Datenschutz, bizarr

Auch am gestri­gen 1. Mai dürften wieder sehr viele stim­mungsvolle Fotografien der Ereignisse in Weimar ange­fer­tigt wor­den sein. Vom Flohmarkt, dem Seifenkisten­ren­nen, dem Stern­brück­en­fest am Ilm­park oder der Kundge­bung des DGB auf dem Mark­t­platz. Viele dieser Fotos wer­den darauf in den sozialen Net­zw­erken, im TV oder der klas­sis­chen Tageszeitung präsen­tiert wer­den.
Doch damit kön­nte In Zukunft Schluss sein. Grund ist die von der Europäis­chen Union reformierte Daten­schutz­grund­verord­nung, kurz DSGVO. Die soll ab dem 25. Mai 2018 in allen Län­dern der EU in Kraft treten und nimmt das Recht auf Schutz des eige­nen Bildes wörtlich.

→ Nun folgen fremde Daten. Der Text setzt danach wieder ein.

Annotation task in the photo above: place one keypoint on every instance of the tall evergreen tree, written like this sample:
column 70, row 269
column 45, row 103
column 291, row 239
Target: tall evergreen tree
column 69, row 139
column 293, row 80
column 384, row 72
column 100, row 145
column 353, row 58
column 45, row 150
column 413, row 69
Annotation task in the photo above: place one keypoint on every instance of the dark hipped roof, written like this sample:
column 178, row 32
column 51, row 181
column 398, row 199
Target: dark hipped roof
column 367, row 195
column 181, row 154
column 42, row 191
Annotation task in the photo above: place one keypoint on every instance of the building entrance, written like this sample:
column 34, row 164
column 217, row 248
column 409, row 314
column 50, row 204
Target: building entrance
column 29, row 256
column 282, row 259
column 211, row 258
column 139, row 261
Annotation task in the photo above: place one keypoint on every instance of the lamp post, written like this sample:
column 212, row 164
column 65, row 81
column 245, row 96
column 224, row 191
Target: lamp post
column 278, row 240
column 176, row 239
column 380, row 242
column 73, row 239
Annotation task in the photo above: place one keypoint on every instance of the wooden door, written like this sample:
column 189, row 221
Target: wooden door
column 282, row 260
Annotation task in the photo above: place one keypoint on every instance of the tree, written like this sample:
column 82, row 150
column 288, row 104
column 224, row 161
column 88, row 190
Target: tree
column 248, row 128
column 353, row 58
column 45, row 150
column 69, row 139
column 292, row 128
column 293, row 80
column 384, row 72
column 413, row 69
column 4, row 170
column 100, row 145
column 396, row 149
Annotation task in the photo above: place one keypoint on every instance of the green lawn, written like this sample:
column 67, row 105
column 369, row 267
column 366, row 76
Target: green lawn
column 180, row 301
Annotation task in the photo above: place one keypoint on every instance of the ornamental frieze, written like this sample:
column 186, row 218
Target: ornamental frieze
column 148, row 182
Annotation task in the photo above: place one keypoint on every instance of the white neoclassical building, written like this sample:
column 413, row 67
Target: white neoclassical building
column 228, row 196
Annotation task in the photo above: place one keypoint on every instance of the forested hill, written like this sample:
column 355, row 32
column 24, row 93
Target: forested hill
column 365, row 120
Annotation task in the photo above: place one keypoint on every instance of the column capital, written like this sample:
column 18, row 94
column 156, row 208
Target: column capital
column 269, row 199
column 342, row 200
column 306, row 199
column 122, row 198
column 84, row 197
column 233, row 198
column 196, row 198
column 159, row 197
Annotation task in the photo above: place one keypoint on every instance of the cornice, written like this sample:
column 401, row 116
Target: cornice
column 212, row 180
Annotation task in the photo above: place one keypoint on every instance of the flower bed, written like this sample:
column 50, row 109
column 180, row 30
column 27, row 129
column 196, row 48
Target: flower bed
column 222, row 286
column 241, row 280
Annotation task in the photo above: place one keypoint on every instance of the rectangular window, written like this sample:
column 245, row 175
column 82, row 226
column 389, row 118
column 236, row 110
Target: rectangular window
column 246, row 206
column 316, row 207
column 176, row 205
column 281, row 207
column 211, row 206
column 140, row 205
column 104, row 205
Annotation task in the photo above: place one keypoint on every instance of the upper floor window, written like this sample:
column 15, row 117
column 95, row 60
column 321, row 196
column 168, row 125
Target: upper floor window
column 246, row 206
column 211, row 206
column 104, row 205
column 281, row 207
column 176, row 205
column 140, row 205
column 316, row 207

Denn dabei steht der Schutz der per­sön­lichen Daten beson­ders im Vorder­grund und meint, dass von nun an auch dig­i­tale Bilder juris­tisch als reine Daten behan­delt wer­den.

Will heißen, dass jede Per­son, die unwissentlich auf einem Foto erkennbar abge­bildet und veröf­fentlicht wurde, Recht auf Schaden­er­satz – Klage hat. Und die kann ziem­lich deftig aus­fallen. Egal, ob sie als einzelnes Porträt oder Teil einer Masse­nauf­nahme ist. Die neue Regelung ist Teil eines kom­plexen Werks und bet­rifft sowohl Ama­teur­fo­tografen als auch freiberu­fliche Profis.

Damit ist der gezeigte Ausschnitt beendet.